Above: La Tour d’Argent’s signature dish, duck breast in civet. The duck bones are crushed in a press and their juices are used to make a civet (sauce). Civet is an ancient recipe. In my translation of the 15th-century Ars Culinaria by Maestro Martino (UC Press, 2005), you’ll find an excellent recipe for venison civet, for example.
Above: We drank a 1991 Volnay Les Champans 1er Cru with the main course. Lunch wasn’t cheap but the list was jam-packed with very reasonably priced “outer borough” Burgundy. I was looking at 1989 Marsannay but the excellent sommelier pointed out that 1991 is drinking better in general and that Marsannay would have been too tannic with our duck. His choice was superb and he kept me well under my price point. Note the dust on the bottle: this is a sign that it has been well cellared in situ and has rested peacefully. (Check out Eric’s cool article on “Those Other Burgundies.”)
Especially in these tough times (and believe me, I am so relieved and fortunate to be busy with work these days, when so many of my peers are having trouble), I couldn’t help but be more than a little self-conscious.
Above: Watching the wine service at La Tour was a thrill. Our sommelier was so friendly and helpful. Frankly, it’s intimidating to approach a wine list like that (check out this pic that Tracie B snapped of me). I knew that I wanted to drink old Burgundy and I told our steward my price point, my preference in style (traditional), and we discussed our menu. The 91 Volnay was fantastic and you’d be surprised at how little I paid for it: because La Tour buys so much wine on release, the prices are actually surprisingly affordable (as long as you stay clear of the heavy hitters).

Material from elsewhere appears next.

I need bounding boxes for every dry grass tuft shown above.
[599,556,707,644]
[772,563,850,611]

But, hey, you only live twice: I can’t imagine that Tracie B and I will be back in Paris any time soon and a lunch like this is something you do once in your life (And since we were on tour, we ate mostly ham sandwiches while we were there! And so this was our one extravagant repast. Believe it or not, I actually lost weight.)
Above: For every course, the mise en place was a work of art. I loved how they trimmed the lettuce leaves to match the size of these delicately sliced, raw scallops. We paired this first course with a 4-year-old Savennières.

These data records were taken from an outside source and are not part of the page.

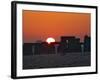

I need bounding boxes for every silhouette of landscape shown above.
[23,35,91,69]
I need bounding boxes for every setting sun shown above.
[46,37,55,44]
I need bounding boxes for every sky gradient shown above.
[22,10,91,43]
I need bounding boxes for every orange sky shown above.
[23,10,91,43]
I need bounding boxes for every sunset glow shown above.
[46,37,55,44]
[23,10,91,43]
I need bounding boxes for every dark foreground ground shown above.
[23,52,91,69]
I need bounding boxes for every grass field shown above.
[23,52,91,69]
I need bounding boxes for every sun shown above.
[46,37,55,44]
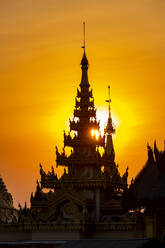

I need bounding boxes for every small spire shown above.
[105,85,111,118]
[104,85,115,135]
[82,22,85,53]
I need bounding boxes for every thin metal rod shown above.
[83,22,85,52]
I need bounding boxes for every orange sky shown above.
[0,0,165,206]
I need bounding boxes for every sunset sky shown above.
[0,0,165,207]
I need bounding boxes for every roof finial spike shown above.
[106,85,111,117]
[82,22,85,53]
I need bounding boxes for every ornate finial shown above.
[82,22,85,52]
[106,85,111,117]
[104,85,115,134]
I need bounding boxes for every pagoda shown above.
[31,29,128,232]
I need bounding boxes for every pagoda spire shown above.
[104,85,115,135]
[80,22,90,88]
[104,85,115,162]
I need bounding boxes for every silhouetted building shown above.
[127,141,165,240]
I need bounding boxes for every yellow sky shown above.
[0,0,165,204]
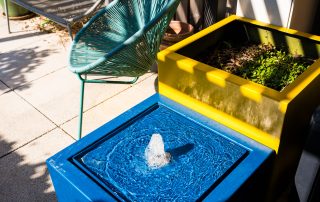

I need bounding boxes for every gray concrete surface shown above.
[0,16,157,201]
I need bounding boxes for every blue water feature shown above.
[80,105,248,201]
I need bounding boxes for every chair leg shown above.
[67,24,73,41]
[3,0,11,34]
[78,80,85,140]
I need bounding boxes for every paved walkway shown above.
[0,16,157,201]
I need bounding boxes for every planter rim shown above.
[157,15,320,107]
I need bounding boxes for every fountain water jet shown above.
[144,133,171,169]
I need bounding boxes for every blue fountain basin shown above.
[47,95,274,201]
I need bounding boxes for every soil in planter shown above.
[195,41,314,91]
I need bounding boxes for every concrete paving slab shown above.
[61,74,157,138]
[0,15,55,54]
[16,68,151,125]
[0,81,10,95]
[0,129,74,202]
[0,35,68,88]
[0,92,55,156]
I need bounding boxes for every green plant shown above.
[197,42,314,91]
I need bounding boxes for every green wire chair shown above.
[69,0,180,139]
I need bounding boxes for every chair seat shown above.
[11,0,104,25]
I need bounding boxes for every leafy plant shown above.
[196,42,313,91]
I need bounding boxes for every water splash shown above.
[144,133,171,169]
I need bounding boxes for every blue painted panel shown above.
[47,94,274,201]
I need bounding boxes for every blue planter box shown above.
[47,94,274,201]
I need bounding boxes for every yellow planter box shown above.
[158,16,320,197]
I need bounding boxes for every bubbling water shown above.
[144,133,171,169]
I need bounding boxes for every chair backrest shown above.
[71,0,180,76]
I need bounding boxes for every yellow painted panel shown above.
[159,82,279,152]
[158,54,284,137]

I’ve read a lot of food and wine bloggers talking about how they are cutting back on and reeling in their wine budgets, these days (and so are we here in Austin). That’s perfectly understandable as well as indispensable in this new “age of responsibility.”
Above: A picture really isn’t worth a thousand stinky flavors and aromas! The cheese course was phenomenal. We paired with an equally stinky vin jaune.
But it is equally important to go out and spend money on wine and in restaurants and support local businesses and merchants. Remember: every time you buy a bottle of wine (even if you’re spending less on wine these days), you are supporting a whole chain of people in the industry — producer, importer, broker/vendor, distributor, and restaurateur/retailer (including the shippers, drivers, delivery people, etc.).
Not that La Tour d’Argent needs any help from me and Tracie B: a pair of bankers sitting next to us ordered two bottles of old Mersault and I can only imagine what they paid (probably in the thousands, gauging from my perusal of the list).
Above: I have no idea what we ate for dessert but it was delicious.
Lunch is certainly more affordable at La Tour than dinner and Tracie B and I stuck to the fixed price menu. You would be surprised at how little we actually spent, considering the venue.
All I can say is that the experience was worth every penny. Tracie B was simply stunning that day, the sunlight reflecting off the Seine and giving her a glow that I will never forget as long as I live.